Language and culture

English is sometimes spoken in Tarawa (less often in Kiritimati) and the language can be challenging. Learning some local words is important and is appreciated by the local community. On long-term assignments, we provide basic language training at the start of assignments with follow-ups if necessary during the assignment.

Kiribati has a strong oral history and culture and on every island you'll come across some families known for their story-telling skills. Most i-Kiribati believe their ancestors were spirits, some created in Samoa and others in Kiribati.

Housing and living conditions

We provide volunteers with basic, furnished accommodation. Kiribati has 24-hour power (through a diesel generator) although power outages are a regular occurrence. Volunteer housing has gas facilities for cooking. Kiribati has the same electrical plug socket and voltage as New Zealand. All water should be boiled or purified for consumption and volunteers are advised not to drink well water. Water bottles can be purchased for general consumption from stores in town.

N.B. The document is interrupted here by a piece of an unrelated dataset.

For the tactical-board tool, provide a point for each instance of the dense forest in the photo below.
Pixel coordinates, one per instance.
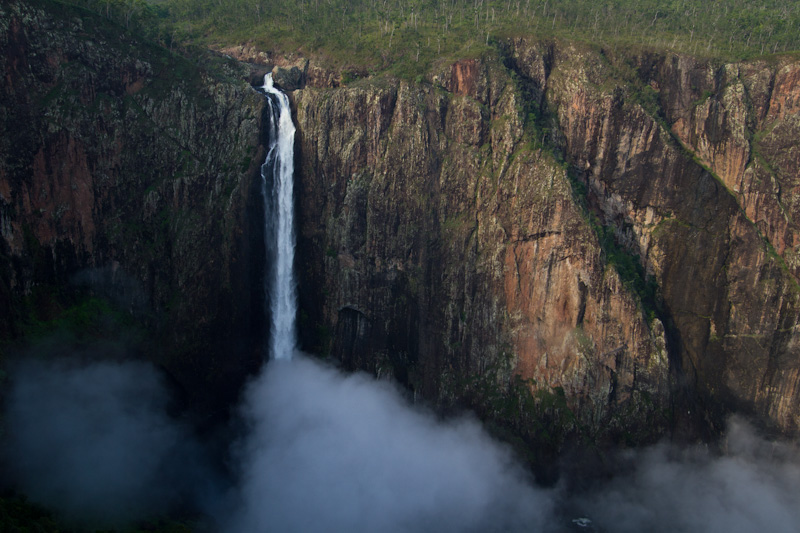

There are many stray dogs in Kiribati and we recommend volunteers take care when around them.  Volunteers are not advised to walk around in the evenings alone.

Dress standards

We encourage our volunteers to dress conservatively.  Loose fitting, light, cotton clothing is best. Dresses, skirts and t-shirts are commonly worn (sleeveless is acceptable) but don't  expose skin above the knee, especially when attending traditional events. For men, choose long pants, knee-length shorts and short-sleeved shirts.


We provide all volunteers with a thorough security briefing prior to departure and specific local issues are covered during your in-country orientation.


Precautionary measures are recommended, such as insect repellent and long sleeves/ trousers in the evening if outside and a mosquito net if you are staying in villages. Skin infections can develop quickly so keep a good supply of plasters, antibiotic cream and antibiotics. There is one main hospital on Tarawa and a private hospital with a general practitioner (GP) at The Marine Training Centre (MTC) in Betio. Volunteers are advised to use this GP. You are responsible for managing your own health while on assignment.

Banking and finances

Kiribati uses the Australian dollar (AUD). The ANZ Bank is the only international banking company in Kiribati with operating branches on South Tarawa and Kiritimati Island. On South Tarawa, ATMs are accessible at Betio, Bairiki, Bikenibeu ANZ bank branches and at the gate of Tungaru Central Hospital in Nawerewere. A visitor may carry up to $5000 cash when traveling to Kiribati. Major foreign currencies can be exchanged at the ANZ Bank. VISA & Master Cards are currently the only major credit cards accepted in Kiribati, but you won’t be able to use credit cards on outer islands.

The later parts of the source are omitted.